À l’image de Marc Hirschi sur la Grande Boucle 2020, où il s’était révélé aux yeux du grand public, Gino Mäder tient sa performance référence.

Roglic à une longueur de Heras

De son côté, Primoz Roglic s'est hissé dans le panthéon du Tour d'Espagne, devenant le troisième homme à remporter la Vuelta trois années de suite, après le Suisse Tony Rominger (1992, 1993, 1994) et l'Espagnol Roberto Heras (2003, 2004, 2005). Il n'est plus qu'à une victoire du record de sacres de Heras (4), dont le dernier couronnement, en 2005, avait été entaché d'un contrôle positif à l'EPO postérieurement invalidé car jugé frauduleux.

Roglic remporte l’édition 2021 avec une avance écrasante de 4’42’’ sur l'Espagnol Enric Mas (Movistar). Il s'agit du plus gros écart entre le vainqueur d'une Vuelta et son dauphin depuis 24 années (Alex Zülle avec 5’07’’ d'avance sur Fernando Escartin en 1997). L'Australien Jack Haig complète le podium à 7’40’’ de l'intouchable Slovène.

Roglic s’est même permis d’accentuer son avance en remportant le contre-la-montre final en 44’02’’. Il a délogé Magnus Cort Nielsen (Educaton First), qui a longtemps tenu le meilleur chrono, et s'est même payé le luxe de doubler sur le perron de la cathédrale l'Espagnol Enric Mas, parti deux minutes avant lui.

«C'est incroyable, c'est fou. Des fois, tu gagnes de beaucoup, des fois, d'un rien. Mais tant que tu gagnes, c'est toujours aussi beau», a résumé le champion slovène à l'arrivée.

Déjà vainqueur du chrono de la première étape à Burgos, Roglic a passé la première semaine en rouge, avant de céder la place de leader au Norvégien Odd Stefan Eiking (Intermarché - Wanty-Gobert) dans la deuxième semaine.

Il a ensuite survolé les 17e et 18e étapes, les étapes reines de cette édition avec des arrivées en altitude aux lacs de Covadonga et au sommet de l'inédit Gamoniteiru, pour retrouver la première place du général et finir par s'assurer une quatrième victoire d'étape sur l'édition 2021 et un troisième sacre, dimanche.

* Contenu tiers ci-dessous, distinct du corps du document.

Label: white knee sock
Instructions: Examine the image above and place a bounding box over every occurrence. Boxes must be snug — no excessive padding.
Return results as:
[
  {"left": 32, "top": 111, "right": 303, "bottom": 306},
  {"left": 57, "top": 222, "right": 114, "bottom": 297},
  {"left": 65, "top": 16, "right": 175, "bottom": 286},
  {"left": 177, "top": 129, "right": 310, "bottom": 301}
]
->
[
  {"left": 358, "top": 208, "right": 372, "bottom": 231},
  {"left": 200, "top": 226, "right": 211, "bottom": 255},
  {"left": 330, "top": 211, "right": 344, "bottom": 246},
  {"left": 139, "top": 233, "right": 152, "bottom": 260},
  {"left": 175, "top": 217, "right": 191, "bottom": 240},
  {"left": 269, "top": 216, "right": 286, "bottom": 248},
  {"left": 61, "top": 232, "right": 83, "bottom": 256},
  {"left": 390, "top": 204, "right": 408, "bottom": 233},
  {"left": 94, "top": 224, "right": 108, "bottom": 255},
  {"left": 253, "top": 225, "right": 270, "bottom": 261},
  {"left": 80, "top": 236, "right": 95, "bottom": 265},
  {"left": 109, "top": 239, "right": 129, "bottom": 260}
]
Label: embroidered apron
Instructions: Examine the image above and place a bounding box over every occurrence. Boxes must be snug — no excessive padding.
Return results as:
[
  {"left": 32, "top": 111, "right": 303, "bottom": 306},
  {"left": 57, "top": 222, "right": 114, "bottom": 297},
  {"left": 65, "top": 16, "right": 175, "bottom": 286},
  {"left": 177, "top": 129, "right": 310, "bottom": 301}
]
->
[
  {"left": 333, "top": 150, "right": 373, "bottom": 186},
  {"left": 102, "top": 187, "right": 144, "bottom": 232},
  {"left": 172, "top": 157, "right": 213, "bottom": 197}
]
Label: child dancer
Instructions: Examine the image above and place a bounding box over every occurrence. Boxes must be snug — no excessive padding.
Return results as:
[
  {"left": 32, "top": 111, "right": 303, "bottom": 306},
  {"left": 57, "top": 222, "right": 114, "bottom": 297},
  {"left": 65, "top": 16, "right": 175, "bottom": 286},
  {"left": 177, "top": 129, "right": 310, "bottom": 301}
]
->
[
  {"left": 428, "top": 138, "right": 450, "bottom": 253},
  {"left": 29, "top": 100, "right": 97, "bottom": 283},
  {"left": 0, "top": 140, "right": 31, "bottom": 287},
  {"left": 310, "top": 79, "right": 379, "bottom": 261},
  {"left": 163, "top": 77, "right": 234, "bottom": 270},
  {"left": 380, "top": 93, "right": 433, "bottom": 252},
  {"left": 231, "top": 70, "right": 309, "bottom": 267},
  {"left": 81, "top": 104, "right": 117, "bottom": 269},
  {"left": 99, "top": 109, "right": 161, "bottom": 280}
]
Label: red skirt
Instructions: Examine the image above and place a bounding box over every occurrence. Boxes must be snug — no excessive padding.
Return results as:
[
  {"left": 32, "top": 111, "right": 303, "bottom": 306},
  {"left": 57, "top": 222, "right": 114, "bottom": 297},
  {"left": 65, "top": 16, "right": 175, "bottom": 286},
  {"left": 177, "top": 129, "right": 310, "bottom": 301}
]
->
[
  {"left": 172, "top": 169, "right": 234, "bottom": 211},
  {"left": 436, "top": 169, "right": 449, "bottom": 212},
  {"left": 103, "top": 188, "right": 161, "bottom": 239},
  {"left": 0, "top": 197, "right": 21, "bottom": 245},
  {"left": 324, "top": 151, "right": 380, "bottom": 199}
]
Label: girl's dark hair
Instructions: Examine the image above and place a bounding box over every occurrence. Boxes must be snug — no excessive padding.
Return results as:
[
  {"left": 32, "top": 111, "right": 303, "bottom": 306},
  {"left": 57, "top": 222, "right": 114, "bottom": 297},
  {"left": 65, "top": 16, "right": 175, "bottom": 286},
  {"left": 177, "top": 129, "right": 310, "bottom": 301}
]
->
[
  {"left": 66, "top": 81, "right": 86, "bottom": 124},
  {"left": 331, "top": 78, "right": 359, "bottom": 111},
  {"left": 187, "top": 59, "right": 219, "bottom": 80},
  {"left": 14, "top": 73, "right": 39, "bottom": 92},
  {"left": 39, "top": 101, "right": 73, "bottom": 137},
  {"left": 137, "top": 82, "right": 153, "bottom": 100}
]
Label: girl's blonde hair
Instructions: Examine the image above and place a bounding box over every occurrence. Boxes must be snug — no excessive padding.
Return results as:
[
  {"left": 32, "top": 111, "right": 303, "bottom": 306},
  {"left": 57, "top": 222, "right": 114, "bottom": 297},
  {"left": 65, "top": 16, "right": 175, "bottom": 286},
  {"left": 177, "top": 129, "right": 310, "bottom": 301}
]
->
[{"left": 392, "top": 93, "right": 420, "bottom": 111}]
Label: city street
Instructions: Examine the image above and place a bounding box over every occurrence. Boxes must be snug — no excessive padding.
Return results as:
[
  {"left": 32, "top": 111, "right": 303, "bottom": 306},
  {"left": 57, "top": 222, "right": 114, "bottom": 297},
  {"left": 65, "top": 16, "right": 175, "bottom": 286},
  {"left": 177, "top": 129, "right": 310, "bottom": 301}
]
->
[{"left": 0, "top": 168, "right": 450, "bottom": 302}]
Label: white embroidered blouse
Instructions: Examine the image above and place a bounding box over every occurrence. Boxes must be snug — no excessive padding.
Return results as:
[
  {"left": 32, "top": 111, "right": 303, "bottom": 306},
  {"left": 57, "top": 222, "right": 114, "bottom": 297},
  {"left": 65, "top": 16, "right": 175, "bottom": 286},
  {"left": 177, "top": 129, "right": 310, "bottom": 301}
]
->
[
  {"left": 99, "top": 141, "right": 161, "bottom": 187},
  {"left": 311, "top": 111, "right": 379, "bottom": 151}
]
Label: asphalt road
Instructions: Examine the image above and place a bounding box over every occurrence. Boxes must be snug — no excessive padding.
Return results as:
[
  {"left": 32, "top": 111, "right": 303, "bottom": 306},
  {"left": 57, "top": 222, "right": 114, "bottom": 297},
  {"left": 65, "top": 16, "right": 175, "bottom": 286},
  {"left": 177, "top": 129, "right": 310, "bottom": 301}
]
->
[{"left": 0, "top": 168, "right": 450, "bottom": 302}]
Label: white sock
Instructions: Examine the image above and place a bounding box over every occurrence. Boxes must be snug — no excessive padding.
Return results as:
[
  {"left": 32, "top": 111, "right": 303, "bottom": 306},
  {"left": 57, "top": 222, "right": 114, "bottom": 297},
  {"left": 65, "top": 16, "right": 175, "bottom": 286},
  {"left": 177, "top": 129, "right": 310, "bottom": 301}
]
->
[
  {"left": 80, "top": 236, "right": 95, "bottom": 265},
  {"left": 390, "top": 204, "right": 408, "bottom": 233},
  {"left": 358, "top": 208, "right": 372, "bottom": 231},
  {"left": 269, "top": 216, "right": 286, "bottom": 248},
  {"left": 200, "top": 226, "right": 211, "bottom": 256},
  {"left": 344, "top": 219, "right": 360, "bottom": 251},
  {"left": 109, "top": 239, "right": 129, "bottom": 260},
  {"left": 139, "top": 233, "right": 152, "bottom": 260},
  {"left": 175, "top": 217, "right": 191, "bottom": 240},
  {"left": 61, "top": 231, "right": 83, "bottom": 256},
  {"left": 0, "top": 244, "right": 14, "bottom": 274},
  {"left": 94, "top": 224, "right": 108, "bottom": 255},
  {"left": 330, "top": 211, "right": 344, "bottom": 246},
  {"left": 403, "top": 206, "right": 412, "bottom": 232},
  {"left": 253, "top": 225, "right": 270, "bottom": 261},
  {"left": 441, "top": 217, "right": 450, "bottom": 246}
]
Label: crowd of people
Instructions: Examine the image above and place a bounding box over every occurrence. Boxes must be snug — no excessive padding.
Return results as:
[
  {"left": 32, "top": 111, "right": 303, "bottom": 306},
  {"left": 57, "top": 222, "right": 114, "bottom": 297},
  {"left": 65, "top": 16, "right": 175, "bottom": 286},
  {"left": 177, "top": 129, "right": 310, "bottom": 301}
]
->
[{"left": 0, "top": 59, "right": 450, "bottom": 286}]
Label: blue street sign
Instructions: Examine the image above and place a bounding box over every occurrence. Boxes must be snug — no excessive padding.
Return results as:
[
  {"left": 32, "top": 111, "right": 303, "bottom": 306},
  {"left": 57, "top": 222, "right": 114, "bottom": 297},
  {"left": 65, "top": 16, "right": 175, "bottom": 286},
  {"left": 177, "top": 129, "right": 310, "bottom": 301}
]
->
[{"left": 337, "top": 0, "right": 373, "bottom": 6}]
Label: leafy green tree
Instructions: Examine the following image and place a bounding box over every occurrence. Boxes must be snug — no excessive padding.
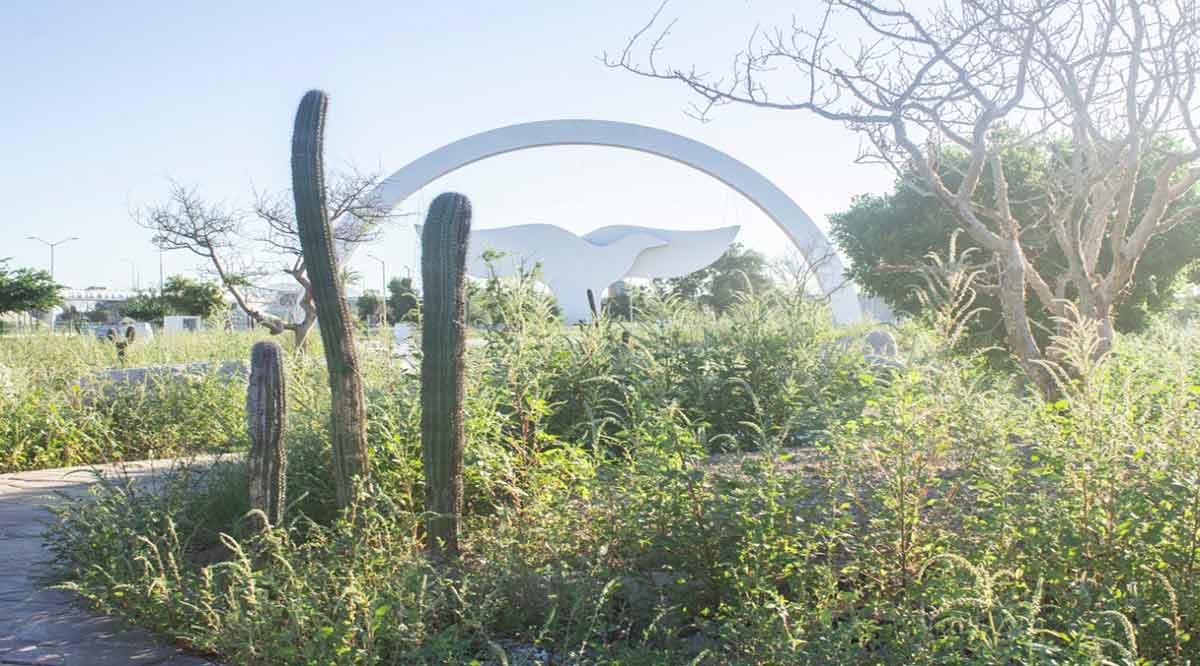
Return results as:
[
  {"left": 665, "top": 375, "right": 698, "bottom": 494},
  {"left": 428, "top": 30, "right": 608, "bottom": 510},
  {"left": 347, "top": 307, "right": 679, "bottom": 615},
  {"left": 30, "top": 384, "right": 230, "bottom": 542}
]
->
[
  {"left": 388, "top": 277, "right": 420, "bottom": 322},
  {"left": 829, "top": 142, "right": 1200, "bottom": 347},
  {"left": 0, "top": 259, "right": 62, "bottom": 314},
  {"left": 162, "top": 275, "right": 226, "bottom": 319},
  {"left": 355, "top": 289, "right": 383, "bottom": 322},
  {"left": 661, "top": 242, "right": 773, "bottom": 314},
  {"left": 120, "top": 292, "right": 170, "bottom": 324}
]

Il surfe ainsi sur sa performance de fin juillet au pied du mont Fuji, là où il a décroché l'or olympique sur l'épreuve du contre-la-montre, et prend sa revanche sur son Tour de France avorté en raison d'une mauvaise chute dès la 8e étape.

Le maillot de la montagne revient à l'Australien de la Team DSM Michael Storer. Celui du meilleur sprinteur reste sur les épaules de Fabio Jakobsen (Deceuninck - Quick Step).